Loading the Model and Tokenizer.......

Input name: input_ids
Input type: Tensor {
    ty: Int64, dimensions: [-1, -1],
    dimension_symbols: [Some("batch_size"), Some("sequence_length")] }

Input name: attention_mask
Input type: Tensor {
    ty: Int64, dimensions: [-1, -1],
    dimension_symbols: [Some("batch_size"), Some("sequence_length")] }

Output name: logits
#  <batch> <seqlength> <tokens>
Shape: [1, 256, 33]

What you may be able to discern from above:

CLI and runtime still in Rust.
Model has been converted to an ONNX file.
That ONNX file can be interpreted and run in a variety of contexts and the backends are maintained by consortia that is supported by the tech giants.
I am re-using the ESM2 tokenizer.
ONNX conversions reults in a defined INPUT/OUTPUT interface. in this case:

Inputs: The sequence tensor and the mask tensor (as i64).
Outputs: logits in the dimensions of [<batch>, <seqlength>, <vocab_size>]
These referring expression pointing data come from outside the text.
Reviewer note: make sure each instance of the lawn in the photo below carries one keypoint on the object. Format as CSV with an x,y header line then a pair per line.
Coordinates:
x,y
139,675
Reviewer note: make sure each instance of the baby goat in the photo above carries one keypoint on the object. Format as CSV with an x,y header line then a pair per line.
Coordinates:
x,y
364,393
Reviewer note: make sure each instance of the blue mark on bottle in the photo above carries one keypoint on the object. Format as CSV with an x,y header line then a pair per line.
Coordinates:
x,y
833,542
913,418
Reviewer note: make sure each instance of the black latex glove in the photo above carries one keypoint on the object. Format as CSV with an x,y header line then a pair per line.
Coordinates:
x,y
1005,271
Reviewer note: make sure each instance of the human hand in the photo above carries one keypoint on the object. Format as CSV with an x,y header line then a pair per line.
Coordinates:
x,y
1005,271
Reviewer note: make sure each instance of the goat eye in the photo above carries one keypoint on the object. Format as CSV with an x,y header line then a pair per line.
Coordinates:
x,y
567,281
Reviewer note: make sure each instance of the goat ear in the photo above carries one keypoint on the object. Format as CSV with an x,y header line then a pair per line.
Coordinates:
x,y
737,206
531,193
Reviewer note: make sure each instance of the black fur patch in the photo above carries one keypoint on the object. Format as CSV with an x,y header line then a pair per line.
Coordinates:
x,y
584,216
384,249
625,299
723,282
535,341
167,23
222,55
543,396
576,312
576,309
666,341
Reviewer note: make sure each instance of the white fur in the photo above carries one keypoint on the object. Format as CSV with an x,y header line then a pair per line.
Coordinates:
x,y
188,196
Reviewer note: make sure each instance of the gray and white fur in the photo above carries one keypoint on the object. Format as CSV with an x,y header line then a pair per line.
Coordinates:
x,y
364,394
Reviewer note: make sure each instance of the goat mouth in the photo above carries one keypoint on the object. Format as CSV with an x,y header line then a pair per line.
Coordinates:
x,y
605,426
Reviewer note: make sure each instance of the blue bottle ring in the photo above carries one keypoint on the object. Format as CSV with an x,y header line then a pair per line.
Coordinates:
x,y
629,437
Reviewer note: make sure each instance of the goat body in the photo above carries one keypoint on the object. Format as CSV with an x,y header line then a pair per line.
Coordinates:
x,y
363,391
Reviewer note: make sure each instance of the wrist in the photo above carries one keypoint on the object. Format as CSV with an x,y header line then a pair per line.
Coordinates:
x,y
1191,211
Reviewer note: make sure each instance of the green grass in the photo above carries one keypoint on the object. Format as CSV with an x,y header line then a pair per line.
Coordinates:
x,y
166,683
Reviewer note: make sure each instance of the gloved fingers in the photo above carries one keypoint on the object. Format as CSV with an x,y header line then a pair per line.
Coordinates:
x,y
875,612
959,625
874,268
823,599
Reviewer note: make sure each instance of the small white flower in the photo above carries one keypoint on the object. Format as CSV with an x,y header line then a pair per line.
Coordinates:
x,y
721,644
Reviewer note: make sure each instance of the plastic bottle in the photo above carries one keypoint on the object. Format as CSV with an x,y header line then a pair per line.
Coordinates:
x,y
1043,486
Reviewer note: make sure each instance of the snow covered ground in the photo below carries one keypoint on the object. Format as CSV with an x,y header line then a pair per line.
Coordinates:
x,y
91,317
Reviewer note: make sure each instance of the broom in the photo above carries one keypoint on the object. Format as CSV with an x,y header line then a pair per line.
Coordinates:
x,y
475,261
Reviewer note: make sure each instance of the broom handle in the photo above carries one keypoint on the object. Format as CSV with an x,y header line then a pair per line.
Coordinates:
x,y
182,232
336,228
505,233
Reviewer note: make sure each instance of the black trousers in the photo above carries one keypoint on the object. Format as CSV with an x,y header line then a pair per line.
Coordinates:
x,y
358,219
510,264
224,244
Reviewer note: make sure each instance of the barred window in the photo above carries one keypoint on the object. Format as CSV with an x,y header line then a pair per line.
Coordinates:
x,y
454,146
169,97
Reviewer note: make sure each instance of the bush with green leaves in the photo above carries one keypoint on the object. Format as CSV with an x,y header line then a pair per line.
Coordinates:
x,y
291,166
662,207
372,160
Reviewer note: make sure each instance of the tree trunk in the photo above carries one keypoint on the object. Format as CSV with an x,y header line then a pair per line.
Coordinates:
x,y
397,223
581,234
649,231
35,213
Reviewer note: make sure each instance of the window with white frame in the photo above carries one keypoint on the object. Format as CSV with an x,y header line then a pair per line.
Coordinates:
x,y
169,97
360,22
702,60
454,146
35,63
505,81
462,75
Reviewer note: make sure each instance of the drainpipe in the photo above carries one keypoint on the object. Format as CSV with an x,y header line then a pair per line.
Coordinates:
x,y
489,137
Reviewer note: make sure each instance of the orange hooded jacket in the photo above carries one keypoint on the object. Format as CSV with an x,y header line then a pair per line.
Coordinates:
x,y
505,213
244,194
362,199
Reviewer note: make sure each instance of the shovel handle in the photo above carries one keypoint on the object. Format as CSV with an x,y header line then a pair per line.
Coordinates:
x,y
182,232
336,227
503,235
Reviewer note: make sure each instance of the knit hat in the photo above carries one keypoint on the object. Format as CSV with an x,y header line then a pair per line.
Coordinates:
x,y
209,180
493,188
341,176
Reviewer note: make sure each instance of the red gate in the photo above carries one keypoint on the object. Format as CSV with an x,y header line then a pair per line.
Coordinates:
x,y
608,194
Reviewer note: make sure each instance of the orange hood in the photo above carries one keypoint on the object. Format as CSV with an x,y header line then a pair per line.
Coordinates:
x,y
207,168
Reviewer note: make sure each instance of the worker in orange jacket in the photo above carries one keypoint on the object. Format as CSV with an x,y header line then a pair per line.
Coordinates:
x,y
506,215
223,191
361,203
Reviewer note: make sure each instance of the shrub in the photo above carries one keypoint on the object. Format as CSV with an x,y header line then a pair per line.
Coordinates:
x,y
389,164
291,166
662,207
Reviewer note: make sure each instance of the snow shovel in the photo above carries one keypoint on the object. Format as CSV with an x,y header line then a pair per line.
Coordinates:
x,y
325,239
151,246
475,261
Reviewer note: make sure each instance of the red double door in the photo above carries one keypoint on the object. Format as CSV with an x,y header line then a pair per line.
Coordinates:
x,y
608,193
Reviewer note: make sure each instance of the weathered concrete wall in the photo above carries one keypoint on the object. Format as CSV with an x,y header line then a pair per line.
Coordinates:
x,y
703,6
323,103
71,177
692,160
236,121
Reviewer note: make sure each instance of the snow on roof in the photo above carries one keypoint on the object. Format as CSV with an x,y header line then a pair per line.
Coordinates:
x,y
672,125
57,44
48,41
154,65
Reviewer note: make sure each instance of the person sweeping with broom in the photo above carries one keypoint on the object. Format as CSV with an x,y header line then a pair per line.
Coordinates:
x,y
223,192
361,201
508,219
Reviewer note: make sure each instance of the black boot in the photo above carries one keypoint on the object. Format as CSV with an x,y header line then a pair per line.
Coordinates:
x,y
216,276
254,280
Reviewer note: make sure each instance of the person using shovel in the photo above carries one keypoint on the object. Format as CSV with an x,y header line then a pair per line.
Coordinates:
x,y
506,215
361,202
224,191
Basically this is a MUCH better, faster way to make pLMs accessible for local apps. I will continue to use Rust for the ferritin project but will move any of my scientific efforts downstream closer to application. For this reason I have consolidated all the various pLM models I’ve worked on into a common, simple namespace, ferritin-plms.